O psicólogo estoniano Wolfgang Köhler (1887-1967) mostrou haver muitas diferenças de inteligência e habilidade entre macacos antropóides. Quanto aos humanos, o filósofo alemão Ernst Cassirer (1874-1945) nos ensina, fundamentado em seus estudos dedicados à Antropologia Filosófica [CASSIRER, 1972, p. 349], que a sociedade por eles construída não é meramente de ação, mas, diferentemente das outras espécies, mais plural e mais subjetiva, envolvendo pensamento e sentimento; em última análise, esse panorama abre portas para os indivíduos se destacarem em algum tipo de trabalho ou em alguma habilidade específica. Integram essa forma superior de sociedade: a linguagem, o mito, a arte, a religião e a ciência. Nuances do amadurecimento de algumas dessas áreas que qualificam o gênero Homo são perceptíveis nos naledi.

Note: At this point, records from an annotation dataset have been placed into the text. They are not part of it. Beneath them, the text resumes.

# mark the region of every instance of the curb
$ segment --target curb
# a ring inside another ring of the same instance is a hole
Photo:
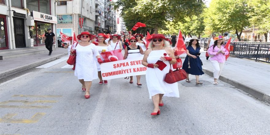
[[[67,54],[67,52],[56,55],[54,57],[32,62],[0,72],[0,79],[54,60],[65,56]]]
[[[203,68],[202,68],[202,71],[206,74],[211,76],[213,76],[213,71]],[[264,93],[258,89],[238,82],[222,75],[220,75],[219,79],[241,89],[263,101],[270,104],[270,95]]]

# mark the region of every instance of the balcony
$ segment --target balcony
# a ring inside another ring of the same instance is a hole
[[[100,0],[96,0],[96,6],[100,6],[101,5],[101,2]]]

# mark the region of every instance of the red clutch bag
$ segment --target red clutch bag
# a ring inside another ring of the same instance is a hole
[[[163,70],[163,69],[167,66],[167,65],[166,65],[165,63],[160,60],[158,60],[157,61],[156,63],[155,64],[158,65],[158,67],[157,68],[161,71]]]
[[[177,68],[176,70],[172,71],[170,66],[169,73],[166,74],[164,81],[168,83],[172,84],[187,79],[187,73],[183,69]]]

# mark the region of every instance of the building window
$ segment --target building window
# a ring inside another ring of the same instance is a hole
[[[19,8],[23,8],[22,0],[11,0],[11,6]]]
[[[66,5],[67,1],[58,2],[57,2],[57,5]]]
[[[26,0],[26,8],[30,11],[35,11],[51,14],[51,0]]]

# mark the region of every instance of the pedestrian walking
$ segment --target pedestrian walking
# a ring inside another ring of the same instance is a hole
[[[103,33],[100,33],[98,35],[98,44],[96,46],[97,48],[98,51],[98,52],[100,54],[102,52],[107,52],[109,51],[111,51],[113,50],[111,45],[107,44],[105,41],[106,39],[106,35]],[[104,60],[104,59],[102,57],[101,57],[101,60],[102,61]],[[102,80],[102,77],[101,76],[101,69],[100,69],[100,66],[98,61],[96,59],[95,59],[96,61],[96,63],[97,67],[98,68],[98,78],[99,79],[99,82],[98,84],[102,84],[103,83],[103,80]],[[106,80],[104,80],[104,83],[105,84],[108,84],[108,81]]]
[[[74,48],[70,50],[70,55],[74,55],[76,52],[76,67],[75,76],[77,76],[82,84],[82,89],[85,91],[84,97],[90,98],[90,89],[92,80],[98,78],[97,66],[94,57],[96,58],[99,64],[102,63],[99,54],[95,45],[89,42],[93,36],[88,32],[83,32],[77,36],[81,40],[73,45]]]
[[[143,54],[143,51],[141,47],[137,45],[138,40],[134,37],[131,37],[129,40],[129,42],[131,44],[127,47],[125,49],[125,55],[124,56],[124,59],[132,59],[141,56]],[[138,86],[142,85],[140,80],[141,79],[141,75],[136,76],[137,78],[137,85]],[[129,76],[130,80],[129,83],[133,83],[133,76]]]
[[[187,72],[186,82],[190,82],[189,74],[195,75],[196,78],[196,85],[202,84],[202,83],[199,81],[199,75],[204,74],[202,68],[202,61],[199,57],[201,54],[199,40],[196,37],[192,38],[189,40],[189,43],[186,50],[187,56],[183,63],[182,67]]]
[[[119,41],[121,39],[121,36],[117,34],[114,34],[111,35],[110,38],[112,40],[109,42],[109,44],[111,45],[112,48],[114,50],[117,49],[123,49],[122,46],[122,42]]]
[[[164,81],[166,74],[170,70],[170,64],[176,62],[170,43],[161,34],[153,35],[148,41],[150,42],[148,49],[145,52],[142,64],[147,67],[145,78],[149,98],[152,98],[154,106],[151,114],[154,115],[160,113],[159,106],[164,105],[163,96],[179,98],[179,93],[177,83],[169,84]],[[162,70],[159,68],[159,65],[156,64],[159,60],[166,65]]]
[[[52,29],[48,28],[47,32],[45,33],[43,42],[45,43],[46,48],[49,50],[49,55],[51,55],[52,52],[52,44],[55,44],[55,35],[52,32]]]
[[[211,45],[208,50],[208,53],[213,57],[210,58],[210,61],[213,66],[213,74],[214,81],[213,83],[218,85],[219,82],[218,79],[219,78],[221,71],[223,68],[226,60],[225,56],[229,54],[228,51],[224,48],[225,45],[223,42],[223,37],[219,36],[214,39],[214,44]]]
[[[171,41],[172,41],[172,47],[175,46],[175,44],[176,44],[176,39],[177,37],[176,36],[175,33],[172,33],[172,36],[171,36]]]

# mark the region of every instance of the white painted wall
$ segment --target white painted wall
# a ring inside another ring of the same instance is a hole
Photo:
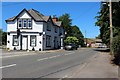
[[[23,12],[19,18],[31,18],[26,12]],[[41,48],[41,50],[44,49],[53,49],[54,48],[54,37],[57,37],[58,40],[58,44],[60,46],[60,36],[59,36],[59,30],[60,28],[57,26],[54,26],[51,24],[51,31],[47,31],[47,23],[45,22],[35,22],[32,19],[32,29],[20,29],[21,32],[45,32],[44,38],[43,39],[43,35],[39,35],[38,33],[21,33],[22,35],[28,35],[28,49],[32,50],[33,47],[30,46],[30,35],[37,35],[37,45],[35,48],[35,50],[39,50],[39,48]],[[58,28],[57,33],[55,33],[55,27]],[[62,27],[61,27],[62,28]],[[7,23],[7,32],[11,32],[17,31],[17,20],[15,20],[14,22],[8,22]],[[62,33],[64,34],[64,29],[62,28]],[[19,46],[13,46],[13,35],[17,35],[17,33],[10,33],[10,35],[7,35],[7,41],[10,41],[10,43],[7,42],[7,48],[10,48],[11,50],[14,49],[14,47],[16,47],[17,50],[20,49],[20,40],[19,40]],[[46,47],[46,35],[50,35],[51,36],[51,47]],[[41,41],[41,44],[40,44]],[[56,46],[57,46],[56,45]]]

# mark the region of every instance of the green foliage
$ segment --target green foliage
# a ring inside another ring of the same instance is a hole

No entanto, em referência às “invenções” individuais, Cassirer admite que [CASSIRER, 1972, p. 350],
Para a estrutura geral da vida animal, entretanto, tudo isto é irrelevante. Esta estrutura é determinada pela lei biológica geral, segundo a qual os caracteres adquiridos não são passíveis de transmissão hereditária. Toda perfeição conquistada por um organismo no correr de sua vida individual circunscreve-se à sua própria existência e não exerce influência na vida da espécie. O próprio homem não constitui exceção a esta regra biológica geral.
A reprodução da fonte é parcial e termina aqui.